Une fois dans le salon, je vois que ma mère parle de Saint-Louis avec Diatou mais je peux dire de là que ma belle a préféré être étrangère à la conversation. C'est son problème à elle.
-J'ai été à Saint-Louis une fois. Malheureusement je pense que j'ai eu peu de chance d'y avoir fait aussi peu de temps, dis-je en m'incrustant dans la conversation.
-Tu n'auras qu'à revenir avec Aziz et cette fois-ci ce sera pour plusieurs jours, propose ma mère.
-Aziz n'osera jamais remettre les pieds dans cette maison après ce qu'il a fait, dit ma belle-mère avec dédain.
-Dans la maison de mon époux, mon beau-fils n'aura jamais de sens interdit.
-Je me demande encore ce qu'il pense lui de tout ça. Voir sa belle-fille mariée au mari de sa fille doit représenter un dilemme. Et Azizatou quand tu as décidé d'être la deuxième femme de mon fils, as-tu pensé à lui, elle parle en pointant Saliou du doigt. As-tu pensé au fait qu'il verra deux de ses sœurs partageaient le même époux ?
Avant que ma mère ne dise quelque chose qui rendra mes relations avec ma belle-mère plus tendue qu'elle n'est déjà, je la supplie du regard de ne rien dire. Je fais un soupir avant de répondre car je sais que si je ne dis rien ma mère le fera.
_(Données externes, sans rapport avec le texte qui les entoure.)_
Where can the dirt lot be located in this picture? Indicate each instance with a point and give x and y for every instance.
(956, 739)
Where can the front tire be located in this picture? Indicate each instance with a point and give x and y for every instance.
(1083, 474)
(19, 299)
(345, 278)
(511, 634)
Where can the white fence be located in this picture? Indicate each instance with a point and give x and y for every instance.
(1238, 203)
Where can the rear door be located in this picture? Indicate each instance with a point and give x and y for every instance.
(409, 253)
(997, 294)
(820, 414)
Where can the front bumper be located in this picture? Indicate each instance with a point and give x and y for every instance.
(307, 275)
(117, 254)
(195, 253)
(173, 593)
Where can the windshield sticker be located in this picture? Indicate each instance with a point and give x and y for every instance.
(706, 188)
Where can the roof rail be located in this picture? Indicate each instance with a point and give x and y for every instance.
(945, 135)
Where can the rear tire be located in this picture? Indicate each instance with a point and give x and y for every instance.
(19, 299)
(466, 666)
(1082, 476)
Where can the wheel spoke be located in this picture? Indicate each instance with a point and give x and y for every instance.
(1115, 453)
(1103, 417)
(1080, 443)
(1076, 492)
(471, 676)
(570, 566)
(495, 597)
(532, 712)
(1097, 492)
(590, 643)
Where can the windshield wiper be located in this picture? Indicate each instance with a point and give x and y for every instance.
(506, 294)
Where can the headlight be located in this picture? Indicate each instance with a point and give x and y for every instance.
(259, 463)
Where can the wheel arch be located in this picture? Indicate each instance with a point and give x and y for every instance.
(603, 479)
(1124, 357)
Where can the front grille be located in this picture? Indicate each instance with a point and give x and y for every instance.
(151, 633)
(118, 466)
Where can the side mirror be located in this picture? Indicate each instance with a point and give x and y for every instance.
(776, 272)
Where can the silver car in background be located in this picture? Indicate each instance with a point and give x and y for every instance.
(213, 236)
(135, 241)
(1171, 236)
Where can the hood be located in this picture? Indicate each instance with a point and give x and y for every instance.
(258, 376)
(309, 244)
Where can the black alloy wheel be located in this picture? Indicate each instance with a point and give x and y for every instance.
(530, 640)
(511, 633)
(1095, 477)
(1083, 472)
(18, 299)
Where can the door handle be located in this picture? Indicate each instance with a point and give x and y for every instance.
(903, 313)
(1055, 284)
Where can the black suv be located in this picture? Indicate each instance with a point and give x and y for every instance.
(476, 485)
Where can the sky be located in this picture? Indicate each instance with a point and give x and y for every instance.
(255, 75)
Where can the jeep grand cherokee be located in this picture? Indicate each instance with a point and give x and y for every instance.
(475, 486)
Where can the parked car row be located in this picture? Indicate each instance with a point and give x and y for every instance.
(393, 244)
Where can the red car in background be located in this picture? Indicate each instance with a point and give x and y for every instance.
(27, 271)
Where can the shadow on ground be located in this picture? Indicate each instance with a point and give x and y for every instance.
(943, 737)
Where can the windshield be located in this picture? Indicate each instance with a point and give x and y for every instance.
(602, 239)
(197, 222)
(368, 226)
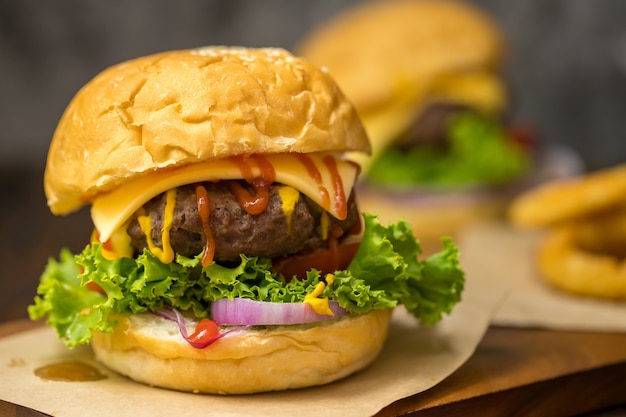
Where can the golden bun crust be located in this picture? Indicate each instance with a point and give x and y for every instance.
(150, 350)
(393, 57)
(182, 107)
(401, 40)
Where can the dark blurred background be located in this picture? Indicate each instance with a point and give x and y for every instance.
(567, 68)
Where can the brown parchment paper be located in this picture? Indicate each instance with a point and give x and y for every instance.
(413, 360)
(497, 253)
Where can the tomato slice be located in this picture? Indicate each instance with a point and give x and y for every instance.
(326, 260)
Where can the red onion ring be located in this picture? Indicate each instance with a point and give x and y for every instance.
(243, 311)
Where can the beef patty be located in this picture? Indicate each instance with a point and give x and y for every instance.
(234, 230)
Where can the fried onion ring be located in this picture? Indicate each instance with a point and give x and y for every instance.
(566, 264)
(570, 199)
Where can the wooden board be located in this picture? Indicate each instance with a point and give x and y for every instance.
(530, 372)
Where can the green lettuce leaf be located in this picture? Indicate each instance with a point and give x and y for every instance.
(479, 152)
(385, 273)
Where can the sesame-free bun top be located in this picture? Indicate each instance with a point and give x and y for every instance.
(183, 107)
(392, 57)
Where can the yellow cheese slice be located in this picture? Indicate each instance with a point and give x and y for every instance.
(110, 211)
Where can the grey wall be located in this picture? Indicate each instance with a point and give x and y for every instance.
(567, 66)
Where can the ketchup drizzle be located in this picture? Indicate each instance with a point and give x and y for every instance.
(257, 203)
(317, 176)
(340, 198)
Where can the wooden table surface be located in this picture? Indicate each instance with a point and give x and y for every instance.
(514, 372)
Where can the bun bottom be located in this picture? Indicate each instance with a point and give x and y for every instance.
(149, 349)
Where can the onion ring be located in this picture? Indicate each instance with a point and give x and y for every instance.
(563, 263)
(570, 199)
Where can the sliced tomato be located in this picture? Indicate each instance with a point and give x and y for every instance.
(326, 260)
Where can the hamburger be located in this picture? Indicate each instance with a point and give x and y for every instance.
(228, 253)
(425, 77)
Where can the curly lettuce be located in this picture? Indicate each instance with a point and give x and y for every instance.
(479, 152)
(384, 273)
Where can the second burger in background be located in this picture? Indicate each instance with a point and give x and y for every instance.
(426, 79)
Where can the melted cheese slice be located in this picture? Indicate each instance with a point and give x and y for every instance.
(110, 211)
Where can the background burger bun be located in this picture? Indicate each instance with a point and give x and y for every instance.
(183, 107)
(149, 349)
(392, 58)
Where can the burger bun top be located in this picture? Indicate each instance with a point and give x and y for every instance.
(189, 106)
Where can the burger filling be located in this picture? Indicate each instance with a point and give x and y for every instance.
(286, 226)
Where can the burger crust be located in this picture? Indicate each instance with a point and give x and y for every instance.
(150, 350)
(406, 43)
(189, 106)
(394, 58)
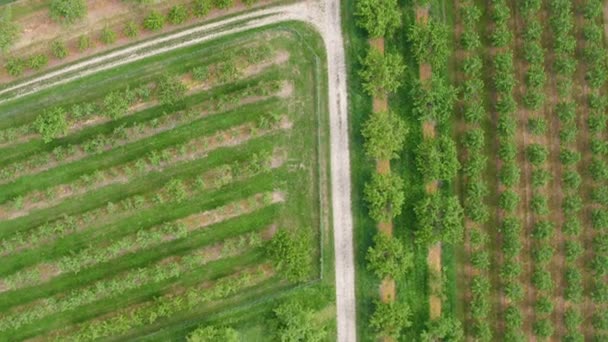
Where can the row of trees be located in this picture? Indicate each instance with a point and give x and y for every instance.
(439, 214)
(107, 288)
(70, 11)
(564, 66)
(594, 55)
(509, 173)
(474, 165)
(163, 307)
(384, 134)
(537, 155)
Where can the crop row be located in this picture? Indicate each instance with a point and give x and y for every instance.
(170, 268)
(564, 66)
(163, 307)
(66, 225)
(474, 166)
(175, 190)
(509, 172)
(121, 132)
(594, 54)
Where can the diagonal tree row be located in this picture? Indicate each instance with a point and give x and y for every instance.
(196, 192)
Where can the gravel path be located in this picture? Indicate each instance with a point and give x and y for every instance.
(324, 15)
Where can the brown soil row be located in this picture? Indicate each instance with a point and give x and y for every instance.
(429, 132)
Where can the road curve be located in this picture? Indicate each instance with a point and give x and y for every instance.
(325, 16)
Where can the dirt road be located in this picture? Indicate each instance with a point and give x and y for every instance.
(324, 15)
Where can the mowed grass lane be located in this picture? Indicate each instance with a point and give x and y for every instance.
(295, 178)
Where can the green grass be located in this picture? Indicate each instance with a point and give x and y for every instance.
(413, 289)
(303, 180)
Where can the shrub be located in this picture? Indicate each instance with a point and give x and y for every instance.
(537, 125)
(108, 36)
(59, 49)
(381, 73)
(131, 29)
(154, 21)
(201, 8)
(440, 219)
(223, 4)
(443, 329)
(378, 17)
(177, 15)
(573, 250)
(572, 179)
(9, 31)
(211, 334)
(384, 195)
(543, 305)
(430, 42)
(539, 204)
(541, 177)
(38, 61)
(543, 328)
(171, 90)
(51, 124)
(67, 11)
(389, 319)
(388, 257)
(84, 43)
(116, 104)
(537, 154)
(15, 66)
(509, 200)
(289, 253)
(296, 323)
(384, 134)
(200, 73)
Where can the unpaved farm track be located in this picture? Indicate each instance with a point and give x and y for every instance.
(324, 15)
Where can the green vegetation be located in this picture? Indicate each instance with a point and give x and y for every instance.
(67, 11)
(162, 205)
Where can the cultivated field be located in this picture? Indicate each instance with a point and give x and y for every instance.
(497, 198)
(183, 189)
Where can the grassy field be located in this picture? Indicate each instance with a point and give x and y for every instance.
(413, 289)
(146, 225)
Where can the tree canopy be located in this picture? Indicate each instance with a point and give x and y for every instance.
(389, 257)
(67, 11)
(444, 329)
(378, 17)
(389, 319)
(212, 334)
(384, 134)
(381, 73)
(289, 252)
(296, 323)
(9, 31)
(430, 42)
(51, 124)
(384, 195)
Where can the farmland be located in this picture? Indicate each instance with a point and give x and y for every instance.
(497, 145)
(184, 189)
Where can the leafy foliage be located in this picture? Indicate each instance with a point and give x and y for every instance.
(384, 195)
(381, 73)
(378, 17)
(289, 252)
(388, 257)
(51, 124)
(384, 134)
(67, 11)
(390, 318)
(297, 323)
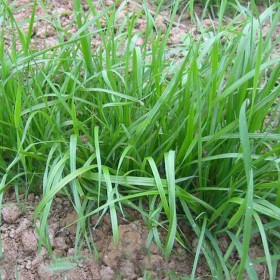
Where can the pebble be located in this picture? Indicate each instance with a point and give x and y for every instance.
(28, 265)
(10, 213)
(29, 241)
(12, 234)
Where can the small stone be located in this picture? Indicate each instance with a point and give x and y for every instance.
(127, 270)
(71, 252)
(107, 273)
(29, 241)
(80, 265)
(43, 272)
(207, 22)
(58, 253)
(58, 200)
(28, 265)
(10, 213)
(31, 197)
(24, 225)
(94, 268)
(12, 233)
(60, 243)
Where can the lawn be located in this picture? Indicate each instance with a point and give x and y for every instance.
(177, 122)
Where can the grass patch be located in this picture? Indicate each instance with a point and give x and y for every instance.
(189, 129)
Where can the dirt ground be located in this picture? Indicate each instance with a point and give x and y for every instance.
(130, 259)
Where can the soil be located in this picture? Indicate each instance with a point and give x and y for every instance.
(130, 259)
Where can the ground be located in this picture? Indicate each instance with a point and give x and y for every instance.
(130, 259)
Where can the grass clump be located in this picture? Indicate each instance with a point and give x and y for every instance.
(191, 131)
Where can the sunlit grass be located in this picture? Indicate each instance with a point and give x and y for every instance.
(125, 125)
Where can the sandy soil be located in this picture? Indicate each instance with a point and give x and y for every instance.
(130, 259)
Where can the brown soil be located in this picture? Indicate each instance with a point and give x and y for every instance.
(130, 259)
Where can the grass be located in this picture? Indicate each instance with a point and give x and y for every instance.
(183, 129)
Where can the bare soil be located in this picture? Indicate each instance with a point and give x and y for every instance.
(130, 259)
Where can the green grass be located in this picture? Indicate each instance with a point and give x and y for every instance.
(183, 129)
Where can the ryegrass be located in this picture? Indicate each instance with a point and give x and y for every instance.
(188, 130)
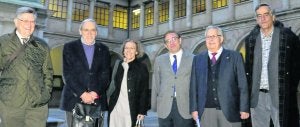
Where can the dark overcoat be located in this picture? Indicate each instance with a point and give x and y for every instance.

-Saliou comprendra que je n'ai fait qu'écouter mon cœur. Quand j'ai connu Aziz, je ne savais pas ce qu'il représentait. Malheureusement le coup était déjà parti. Tout ceci n'est en rien ma faute et je refuse de m'excuser pour ça. Je vais voir si mon mari a fini ce qu'il faisait.
Je me lève avant de me rendre compte que ce serait une mauvaise idée de laisser ma mère dans la même pièce que la mère d'Aziz.
-Maman, je peux te parler ?
Elle se lève et je tends la main à Saliou.
On se rend dans l'ancienne chambre de Radia.
Ma mère me fait savoir qu'elle a trouvé ma réplique trop moue.
Mais qu'est-ce qu'elle voulait que je lui dise, non mais sérieusement.
Je n'avais rien à lui dire, je retourne trouver mon mari dans notre chambre mais je ne lui parle pas de ce qui s'est passé dans la chambre et de la pique que sa chère maman venait juste de me lancer.
Il a pas non plus besoin de tout savoir.
Sa mère ne m'aime pas et malheureusement on ne peut pas forcer l'amour. Quand ça ne veut pas, ça ne veut pas.
*****
Abdoul Aziz et ses potes ont un rendez-vous (tour) qu'ils font chaque année. Ça dure une journée ou les gars se retrouvent avec leurs épouses chez quelqu'un. Le tour d'Aziz était l'année passée. Connaissant Radia, c'est sûr qu'elle a dû mettre les petits plats dans les grands.
Je connais ses amis, je pense les avoir tous rencontré par contre je ne connais pas leurs épouses, à part Sokhna pour qui j'ai travaillé.
Sokhna m'avait dit clairement que si elle devait choisir entre Radia et moi, ce sera Radia. Elle me l'a bien montré. Elle ne m'a jamais appelé. Elle aurait pu me féliciter pour mon mariage.
A dire vrai, je crains que les épouses des potes d'Aziz me reprochent ce mariage et me considèrent comme celle qui a pris la place de leur amie. Je crains qu'elles me rejettent sans me donner la chance de me connaître.
Nous arrivons devant chez Pathé. Aziz sonne et on attend que quelqu'un vienne ouvrir.
A ma grande surprise, je vois Coumba. Mon cœur fait un raté en me demandant si elle était l'épouse de Pathé mais je me suis ressaisie en me rappelant que Coumba n'est pas mariée et Aziz m'avait déjà dit que la femme de Pathé s'appelait Fatim.
Aziz la salue et me présente et c'est ainsi que j'apprends qu'il s'agit en fait de la sœur de Fatim. Je me demande finalement si la curiosité à mon égard était gratuite.
Nous avançons et dans la cuisine, deuxième surprise de la journée, je vois Radia et Sokhna dans la cuisine en train de rire aux éclats.